Common Variable Annuity Riders
Variable annuities behave differently than other annuities; therefore, the riders that are typically offered with variable annuities also differ. Because variable annuities are tied to the performance of sub-accounts, the invested premium is at risk of losing value. Most of the riders offered on variable annuities act to prevent losses on the invested premiums.
Guaranteed Minimum Accumulation Benefit (GMAB)
The guaranteed minimum accumulation benefit is a rider that protects your premium investment from losses. With variable annuities, there is a risk that your invested premium can lose value due to poor market performance. By including a GMAB rider, the annuity provider guarantees that after a predetermined number of years, usually anywhere from 5 to 10 years, if your variable annuity’s value is less than the initial premium invested, your annuity will be restored to the value of your initial investment.
In some instances, your variable annuity may have locked-in gains which will be incorporated into your annuities minimum accumulation value. In these cases, the guaranteed minimum value to which your annuity will be restored is equal to your initial premium investment plus locked-in gains. Of course, if withdraws have been taken from your annuity, these will be subtracted from your minimum accumulation value.

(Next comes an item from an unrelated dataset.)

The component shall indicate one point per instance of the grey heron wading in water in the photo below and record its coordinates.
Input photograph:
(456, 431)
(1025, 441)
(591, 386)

Guaranteed Minimum Withdrawal Benefit (GMWB)
The guaranteed minimum withdrawal benefit is a rider similar to the GMAB in that it provides annuity owners with protection from poor performance in the market. With the GMWB, the annuity owner is provided with the ability to withdraw a predetermined percentage of their annuity’s value each year until the total sum of the initial premium is returned. Although the amount of the withdrawal is limited to a percentage of the current value of the annuity, the total amount to be withdrawn over time will be no less than the initial premium invested.
Guaranteed Minimum Income Benefit (GMIB)
The guaranteed minimum income benefit is a rider that offers a guaranteed return on your investment. The way the GMIB works is that the annuity owner is guaranteed a minimum annual growth rate. The growth rate varies by contract, but it is typically around 5% to 7% annual growth. After the accumulation phase of a deferred annuity ends, the annuity’s value will equal the greater of either the accumulation value, resulting from the performance of its sub-accounts, or the minimum account value, resulting from the guaranteed minimum annual growth rate.
Guaranteed Lifetime Withdrawal Benefit (GLWB)
The guaranteed lifetime withdrawal benefit is a rider that allows for annuity owners to receive an annual income for life from their annuity without having to convert to an immediate annuity, thus maintaining growth. This rider allows for a well performing variable or indexed annuity to continue earning, while simultaneously providing an annuity payment to the owner.